The next statistical method, weighting, has the effect of reducing the amount of those goods and services that are rising most rapidly in price, under the assumption that people will use less of those things as prices rise. This is the least defensible of all the statistical tricks, because over time it has deviated widely from reality. For example, the Bureau of Economic Analysis (BEA) reports that health care represents about 17 percent of our total economy, but the BLS only weights it as 6 percent of the CPI. In our high school weight gain example, this would be like only including a fraction of the weight of those who had gained the most, which serves to overcount those who had gained the least or perhaps even lost weight.

 

Because health care costs have been rising extremely rapidly, reducing health care weighting has had a dramatic reduction in reported inflation. In 2008, if health care had been weighted at a level that matched its true economic proportion, CPI would have been several percentage points higher.
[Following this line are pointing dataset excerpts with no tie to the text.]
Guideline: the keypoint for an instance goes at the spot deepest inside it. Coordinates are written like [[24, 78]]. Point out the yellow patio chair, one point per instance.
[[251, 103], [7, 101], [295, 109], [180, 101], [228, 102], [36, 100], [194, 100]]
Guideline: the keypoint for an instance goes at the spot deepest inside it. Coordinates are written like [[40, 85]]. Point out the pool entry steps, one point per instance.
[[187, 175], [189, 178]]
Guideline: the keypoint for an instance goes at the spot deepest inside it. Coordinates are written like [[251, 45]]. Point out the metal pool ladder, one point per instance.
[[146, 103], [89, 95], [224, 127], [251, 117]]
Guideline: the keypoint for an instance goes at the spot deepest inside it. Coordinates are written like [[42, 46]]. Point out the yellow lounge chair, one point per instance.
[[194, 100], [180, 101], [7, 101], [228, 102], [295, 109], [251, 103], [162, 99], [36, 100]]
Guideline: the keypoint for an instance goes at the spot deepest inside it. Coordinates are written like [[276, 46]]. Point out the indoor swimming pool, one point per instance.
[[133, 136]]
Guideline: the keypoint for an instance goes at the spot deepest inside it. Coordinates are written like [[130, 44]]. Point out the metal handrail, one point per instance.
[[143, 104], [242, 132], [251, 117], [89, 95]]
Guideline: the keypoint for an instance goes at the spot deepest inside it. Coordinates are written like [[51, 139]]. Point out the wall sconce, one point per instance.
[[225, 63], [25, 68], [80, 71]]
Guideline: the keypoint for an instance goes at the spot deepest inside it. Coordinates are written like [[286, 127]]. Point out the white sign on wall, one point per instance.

CPI weighting leads to undercounting inflation.

 

Next comes the most outlandish adjustment of them all, one which goes by the name “hedonics,” a name whose Greek roots translate to “for the pleasure of.” This adjustment is supposed to account for quality improvements, especially those that lead to greater enjoyment or utility of a product, which makes some sense, but which has been badly overused.

 

Here’s an example: Tim LaFleur is a commodity specialist for televisions at the Bureau of Labor Statistics (BLS) where the CPI is calculated. In 2004 he noted that a 27-inch television priced at $329.99 was selling for the same amount as last year but was now equipped with a digital tuner.
6
After taking this subjective improvement into account, he adjusted the price of the TV downwards by $135, concluding that the benefit derived from the tuner improvement was the same as if the price of the TV had fallen by 29 percent. The price reflected in the CPI was not the actual retail store cost of $329.99, which is what it would actually cost you to buy the TV, but $195. Bingo! Based on that adjustment, the BLS concluded that televisions cost a lot less than they used to, and in response, inflation was reported to have gone down. However, at the store you’d discover that these same televisions were still selling for $329.99, not $195.

 

Another complaint about hedonics is that they’re a one-way trip. If I get a new phone this year and it has some new buttons, the BLS will declare that the price has dropped because of all the additional enjoyment I will receive from using the features attached to those buttons. But if my new phone only lasts 8 months before ceasing to work, instead of lasting 30 years like an old rotary phone, no adjustment will be made for that loss of service life (or the hassle of having to drop everything to go and get a new phone). In short, hedonics rests on the improbable assumption that new features are always beneficial and that these features can be thought of as synonymous with falling prices. I’m not entirely against the practice—I really like the many ways my car is not like a Ford Pinto—but the use of hedonics can easily be overdone, and that’s my estimation of the present situation.

 

Over the years, the BLS has expanded the use of hedonic adjustments and now applies these adjustments to everything: DVDs, automobiles, washers, dryers, refrigerators, and even college textbooks. Hedonics now adjusts as much as 46 percent of the total CPI, and if recent plans to apply hedonics to health care are approved, this percentage will jump to well over half.

 

What would happen if you were to strip out all the fuzzy statistical manipulations and calculate inflation the way we used to do it? Luckily, John Williams of
shadowstats.com
has done exactly that, painstakingly following these statistical modifications over time and reversing their effects.
7
If inflation were calculated today the exact same way that it was in the early 1980s, Mr. Williams has determined that it would be roughly 8 percentage points higher than currently reported, which is an enormous difference.